It looks as though Al Gore has actually been promoting fiction as fact in his highly-publicized global warming crusade. It was discovered recently that one of the key sequences in his highly-acclaimed documentary, An Inconvenient Truth, focusing on the effects of global warming on icebergs, was actually computer-generated footage from the blockbuster film, The Day After Tomorrow. In ABC's 20/20 report on this revelation, they asked an compelling question, "Is it wrong for a documentary to use a fabricated Hollywood shot to make a point even if there's science behind it?" Interestingly, when ABC tried to ask this question of Al Gore and his movie studio, neither of them responded to the calls.
newsbusiness?
bias?
not them, surely
Posted by: chris corwin | April 23, 2008 at 09:48 AM
You have to dig, but there is data out there that shows the oceans are not getting warmer, but actually a little cooler. Just found this blog that speaks to this point.
http://reversevampyr.blogspot.com/2008/03/paging-al-gore-3000-scientific-robots.html
Posted by: Ben | April 23, 2008 at 12:35 PM
I encourage everyone to read the Junk Science story every Friday on foxnews.com. Steven Milloy does an outstanding job calling into question much of the environmental rhetoric. He is certainly not unbiased, but it is nice to hear another side of the story on occasion.

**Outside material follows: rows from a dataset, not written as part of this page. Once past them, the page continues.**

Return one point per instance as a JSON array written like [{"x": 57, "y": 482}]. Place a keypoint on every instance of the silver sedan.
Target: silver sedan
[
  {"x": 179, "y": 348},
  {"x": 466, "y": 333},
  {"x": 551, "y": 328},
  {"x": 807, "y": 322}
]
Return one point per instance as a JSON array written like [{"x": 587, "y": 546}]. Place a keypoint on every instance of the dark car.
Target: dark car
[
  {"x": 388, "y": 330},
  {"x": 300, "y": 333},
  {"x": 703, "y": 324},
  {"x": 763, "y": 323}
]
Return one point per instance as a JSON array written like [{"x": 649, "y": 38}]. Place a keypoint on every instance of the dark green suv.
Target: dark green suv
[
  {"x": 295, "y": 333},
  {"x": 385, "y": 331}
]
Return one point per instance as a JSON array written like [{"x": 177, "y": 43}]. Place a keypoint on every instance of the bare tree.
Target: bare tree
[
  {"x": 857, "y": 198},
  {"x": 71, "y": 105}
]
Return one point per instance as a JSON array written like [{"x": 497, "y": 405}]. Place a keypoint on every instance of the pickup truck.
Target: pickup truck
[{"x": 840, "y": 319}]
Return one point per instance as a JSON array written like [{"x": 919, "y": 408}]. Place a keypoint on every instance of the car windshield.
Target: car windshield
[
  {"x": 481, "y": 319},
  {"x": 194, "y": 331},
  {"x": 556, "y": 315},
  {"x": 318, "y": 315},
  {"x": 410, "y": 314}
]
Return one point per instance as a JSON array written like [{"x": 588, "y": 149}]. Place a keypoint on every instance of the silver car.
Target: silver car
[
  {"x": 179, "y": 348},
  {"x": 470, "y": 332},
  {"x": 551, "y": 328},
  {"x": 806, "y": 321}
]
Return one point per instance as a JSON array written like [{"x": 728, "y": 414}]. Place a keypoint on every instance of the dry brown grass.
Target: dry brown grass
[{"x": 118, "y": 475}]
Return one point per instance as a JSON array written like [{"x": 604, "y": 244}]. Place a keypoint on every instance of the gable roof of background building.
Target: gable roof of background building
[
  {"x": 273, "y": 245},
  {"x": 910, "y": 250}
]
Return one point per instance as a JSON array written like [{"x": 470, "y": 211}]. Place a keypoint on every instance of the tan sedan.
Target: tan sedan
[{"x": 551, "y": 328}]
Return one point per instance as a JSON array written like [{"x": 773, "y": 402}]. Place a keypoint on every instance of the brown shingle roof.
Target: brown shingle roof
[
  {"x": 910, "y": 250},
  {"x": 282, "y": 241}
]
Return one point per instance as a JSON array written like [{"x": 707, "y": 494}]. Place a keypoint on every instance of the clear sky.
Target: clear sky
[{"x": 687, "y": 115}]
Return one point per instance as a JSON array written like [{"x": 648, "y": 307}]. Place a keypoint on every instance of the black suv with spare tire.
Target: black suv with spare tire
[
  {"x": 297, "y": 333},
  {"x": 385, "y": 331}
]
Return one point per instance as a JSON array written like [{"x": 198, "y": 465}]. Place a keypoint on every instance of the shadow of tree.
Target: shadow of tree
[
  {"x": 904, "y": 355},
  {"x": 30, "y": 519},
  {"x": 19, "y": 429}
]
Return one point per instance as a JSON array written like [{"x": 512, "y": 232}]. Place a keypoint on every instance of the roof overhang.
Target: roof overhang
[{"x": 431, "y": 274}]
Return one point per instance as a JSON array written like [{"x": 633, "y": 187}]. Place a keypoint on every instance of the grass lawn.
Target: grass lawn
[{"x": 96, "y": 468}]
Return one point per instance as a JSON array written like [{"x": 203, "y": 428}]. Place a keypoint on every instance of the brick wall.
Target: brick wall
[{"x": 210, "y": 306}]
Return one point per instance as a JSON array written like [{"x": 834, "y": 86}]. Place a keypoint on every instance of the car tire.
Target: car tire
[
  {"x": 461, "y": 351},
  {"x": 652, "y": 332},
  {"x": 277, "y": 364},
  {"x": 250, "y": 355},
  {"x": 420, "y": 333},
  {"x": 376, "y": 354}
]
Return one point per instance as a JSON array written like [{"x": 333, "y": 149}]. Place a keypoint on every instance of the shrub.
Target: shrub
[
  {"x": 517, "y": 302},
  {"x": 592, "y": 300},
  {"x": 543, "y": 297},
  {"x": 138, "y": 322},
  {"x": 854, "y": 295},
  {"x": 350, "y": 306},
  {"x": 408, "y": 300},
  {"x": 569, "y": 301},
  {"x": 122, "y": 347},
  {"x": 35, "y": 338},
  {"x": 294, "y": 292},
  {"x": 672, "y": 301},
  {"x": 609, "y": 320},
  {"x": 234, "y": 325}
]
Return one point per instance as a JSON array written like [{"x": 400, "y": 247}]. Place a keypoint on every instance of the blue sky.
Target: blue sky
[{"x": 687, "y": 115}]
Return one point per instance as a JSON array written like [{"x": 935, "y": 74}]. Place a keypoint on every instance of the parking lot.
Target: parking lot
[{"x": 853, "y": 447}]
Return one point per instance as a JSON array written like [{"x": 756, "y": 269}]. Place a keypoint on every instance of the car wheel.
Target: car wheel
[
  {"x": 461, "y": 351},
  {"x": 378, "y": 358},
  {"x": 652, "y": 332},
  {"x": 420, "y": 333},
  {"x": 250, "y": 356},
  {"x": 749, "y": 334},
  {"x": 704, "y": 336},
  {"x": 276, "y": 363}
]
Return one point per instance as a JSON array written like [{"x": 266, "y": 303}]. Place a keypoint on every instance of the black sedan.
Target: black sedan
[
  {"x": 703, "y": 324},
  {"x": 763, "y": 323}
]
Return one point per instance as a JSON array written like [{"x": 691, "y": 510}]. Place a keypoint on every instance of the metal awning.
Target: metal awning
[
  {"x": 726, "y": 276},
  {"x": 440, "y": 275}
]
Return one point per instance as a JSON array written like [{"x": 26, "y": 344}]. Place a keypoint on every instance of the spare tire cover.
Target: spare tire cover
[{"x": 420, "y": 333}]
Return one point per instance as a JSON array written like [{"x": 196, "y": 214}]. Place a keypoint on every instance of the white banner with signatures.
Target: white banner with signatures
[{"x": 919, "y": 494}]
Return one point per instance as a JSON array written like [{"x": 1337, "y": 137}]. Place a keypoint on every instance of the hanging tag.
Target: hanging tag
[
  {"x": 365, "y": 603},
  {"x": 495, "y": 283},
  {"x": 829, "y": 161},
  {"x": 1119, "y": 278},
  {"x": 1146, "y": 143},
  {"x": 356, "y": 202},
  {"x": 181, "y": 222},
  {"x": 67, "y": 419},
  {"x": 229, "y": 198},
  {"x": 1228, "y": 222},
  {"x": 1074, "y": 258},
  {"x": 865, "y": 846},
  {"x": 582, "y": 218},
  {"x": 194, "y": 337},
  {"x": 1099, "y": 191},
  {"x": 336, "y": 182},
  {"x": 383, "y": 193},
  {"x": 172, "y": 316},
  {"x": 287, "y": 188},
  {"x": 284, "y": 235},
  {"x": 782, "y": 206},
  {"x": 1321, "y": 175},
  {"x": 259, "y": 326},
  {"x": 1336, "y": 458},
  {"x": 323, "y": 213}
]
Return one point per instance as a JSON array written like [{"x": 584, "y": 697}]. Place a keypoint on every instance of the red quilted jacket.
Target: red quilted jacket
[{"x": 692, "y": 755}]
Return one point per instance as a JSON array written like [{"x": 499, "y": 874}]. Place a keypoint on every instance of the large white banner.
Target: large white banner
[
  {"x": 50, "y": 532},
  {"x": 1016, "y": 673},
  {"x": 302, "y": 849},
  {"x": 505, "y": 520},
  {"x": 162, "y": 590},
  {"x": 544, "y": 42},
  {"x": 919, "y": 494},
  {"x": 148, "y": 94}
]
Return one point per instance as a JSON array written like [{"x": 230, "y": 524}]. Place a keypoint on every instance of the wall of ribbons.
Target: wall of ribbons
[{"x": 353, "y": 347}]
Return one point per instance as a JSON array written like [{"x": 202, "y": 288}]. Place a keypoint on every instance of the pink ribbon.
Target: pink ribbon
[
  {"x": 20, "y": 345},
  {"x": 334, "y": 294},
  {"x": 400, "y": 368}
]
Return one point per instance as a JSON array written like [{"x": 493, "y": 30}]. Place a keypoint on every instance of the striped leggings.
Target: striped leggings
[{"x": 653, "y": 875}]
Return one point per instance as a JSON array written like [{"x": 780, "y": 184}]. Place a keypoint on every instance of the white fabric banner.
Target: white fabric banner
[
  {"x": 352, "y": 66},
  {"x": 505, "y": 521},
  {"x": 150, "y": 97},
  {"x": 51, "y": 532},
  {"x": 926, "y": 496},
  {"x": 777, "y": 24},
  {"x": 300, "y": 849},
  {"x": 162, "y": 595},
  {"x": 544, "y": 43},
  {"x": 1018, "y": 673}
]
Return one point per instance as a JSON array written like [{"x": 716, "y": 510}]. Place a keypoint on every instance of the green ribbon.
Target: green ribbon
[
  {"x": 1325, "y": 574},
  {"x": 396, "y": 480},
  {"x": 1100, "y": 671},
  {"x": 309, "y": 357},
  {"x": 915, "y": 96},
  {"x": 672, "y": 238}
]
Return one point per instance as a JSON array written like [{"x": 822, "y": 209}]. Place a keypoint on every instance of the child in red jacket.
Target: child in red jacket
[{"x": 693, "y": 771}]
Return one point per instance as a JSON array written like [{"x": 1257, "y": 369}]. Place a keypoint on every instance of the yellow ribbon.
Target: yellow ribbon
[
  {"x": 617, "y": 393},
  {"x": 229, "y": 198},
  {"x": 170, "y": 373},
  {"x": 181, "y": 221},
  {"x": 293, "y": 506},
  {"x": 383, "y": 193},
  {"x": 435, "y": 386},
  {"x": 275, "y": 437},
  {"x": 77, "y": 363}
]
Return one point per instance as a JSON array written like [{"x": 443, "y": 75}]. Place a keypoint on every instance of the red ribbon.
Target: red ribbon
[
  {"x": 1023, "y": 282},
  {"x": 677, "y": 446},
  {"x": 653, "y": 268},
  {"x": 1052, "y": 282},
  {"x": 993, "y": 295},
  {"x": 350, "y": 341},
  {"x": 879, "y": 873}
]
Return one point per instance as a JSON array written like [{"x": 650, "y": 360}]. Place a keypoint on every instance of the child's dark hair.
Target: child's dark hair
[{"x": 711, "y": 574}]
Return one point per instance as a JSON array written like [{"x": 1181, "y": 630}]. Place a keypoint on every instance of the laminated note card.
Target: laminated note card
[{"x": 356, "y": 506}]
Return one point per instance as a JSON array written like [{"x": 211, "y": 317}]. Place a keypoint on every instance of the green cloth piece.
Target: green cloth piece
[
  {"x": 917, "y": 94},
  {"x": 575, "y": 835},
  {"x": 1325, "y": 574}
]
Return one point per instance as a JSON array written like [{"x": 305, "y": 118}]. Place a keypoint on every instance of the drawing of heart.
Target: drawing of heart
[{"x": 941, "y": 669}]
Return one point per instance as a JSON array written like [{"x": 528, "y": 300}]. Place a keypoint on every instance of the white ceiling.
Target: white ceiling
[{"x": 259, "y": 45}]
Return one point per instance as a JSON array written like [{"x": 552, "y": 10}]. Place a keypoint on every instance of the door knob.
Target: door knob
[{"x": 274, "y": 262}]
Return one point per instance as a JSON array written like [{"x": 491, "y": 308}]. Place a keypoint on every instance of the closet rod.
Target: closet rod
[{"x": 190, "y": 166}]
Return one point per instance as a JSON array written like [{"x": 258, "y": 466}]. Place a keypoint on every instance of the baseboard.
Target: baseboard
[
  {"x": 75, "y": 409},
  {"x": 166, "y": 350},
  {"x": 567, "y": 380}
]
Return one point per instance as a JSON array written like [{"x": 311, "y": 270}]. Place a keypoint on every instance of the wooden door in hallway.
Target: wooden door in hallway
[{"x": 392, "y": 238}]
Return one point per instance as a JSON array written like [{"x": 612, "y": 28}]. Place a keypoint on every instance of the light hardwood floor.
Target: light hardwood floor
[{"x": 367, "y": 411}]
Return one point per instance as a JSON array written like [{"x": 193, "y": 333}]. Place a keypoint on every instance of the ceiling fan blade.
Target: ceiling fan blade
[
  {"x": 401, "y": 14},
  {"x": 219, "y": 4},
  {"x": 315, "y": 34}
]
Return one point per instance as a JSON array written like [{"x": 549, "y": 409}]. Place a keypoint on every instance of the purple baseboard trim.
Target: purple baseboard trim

Posted by: Resident Atheist | April 23, 2008 at 04:36 PM
RA, you raise a valid disclaimer about bias. Who among us, after all, is ever completely without bias. It is the common denominator from which we cannot escape and through which we must distill fact from fiction, regardless of the issue. It is only the naive who would suggest complete objectivity, or the disillusioned among us who are blinded to their own biases. So, the big question in global warming (or anything else, for that matter) is, "What is the truth?"